Balancing stimulus and goal-driven attentional demands: investigating the role of gamma oscillations in human early visual cortex using magnetoencephalography
thesisposted on 2022-03-29, 03:51 authored by Loes Koelewijn
"Salient events tend to capture our attention. When such events are irrelevant to something we are looking for they need to be inhibited not to distract us. Efficient allocation of attention involves balancing of attentional demands driven by both salient events and current goals. To deal with the constantly changing visual input in light of attentional goals, it is crucial that visual brain areas participate in this balancing. The aim of this thesis is to investigate the role of early visual areas in the balancing of stimulus and goal-driven attentional demands. I primarily focus on the synchronisation of oscillatory activity in the gamma band, because its role in both neural communication and visual processing makes it a prime candidate for mediating the dynamic balancing of attentional demands. In Chapter 1 I review the literature on behavioural effects and neural processing of attentional demands. In Chapter 2, I focus on how evoked responses in early visual cortex are modulated when stimulus salience and behavioural relevance compete for attentional allocation. I then address how these factors interact to modulate gamma activity in three steps. In Chapter 3, I use a strong gamma-inducing stimulus to investigate how orientation, a stimulus property strongly represented in early visual cortex, affects the gamma response. In Chapter 4, I investigate how directing voluntary attention towards or away from that optimal stimulus affects the gamma response it induces.
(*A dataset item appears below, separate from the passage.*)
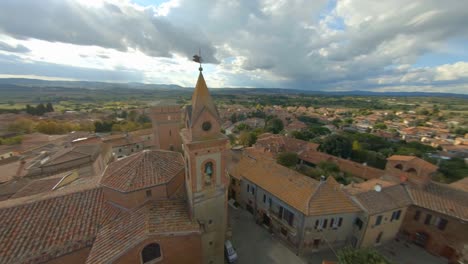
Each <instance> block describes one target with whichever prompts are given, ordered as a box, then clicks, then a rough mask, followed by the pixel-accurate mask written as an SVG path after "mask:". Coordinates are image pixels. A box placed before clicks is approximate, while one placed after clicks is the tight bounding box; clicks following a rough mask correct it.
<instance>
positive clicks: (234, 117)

Finally, I address how stimulus and goal-driven factors combine to influence the gamma response when they compete for attentional allocation in Chapter 5. The main findings in this thesis are that stimulus and goal-driven factors influence gamma synchronisation in early visual cortex at different frequencies, and interact to modulate the gamma response when attentional demands are actively balanced. These findings contribute to our understanding of the role of early visual cortex in both low-level and attentional visual processing. I address the implications of these findings in Chapter 6." -- Abstract.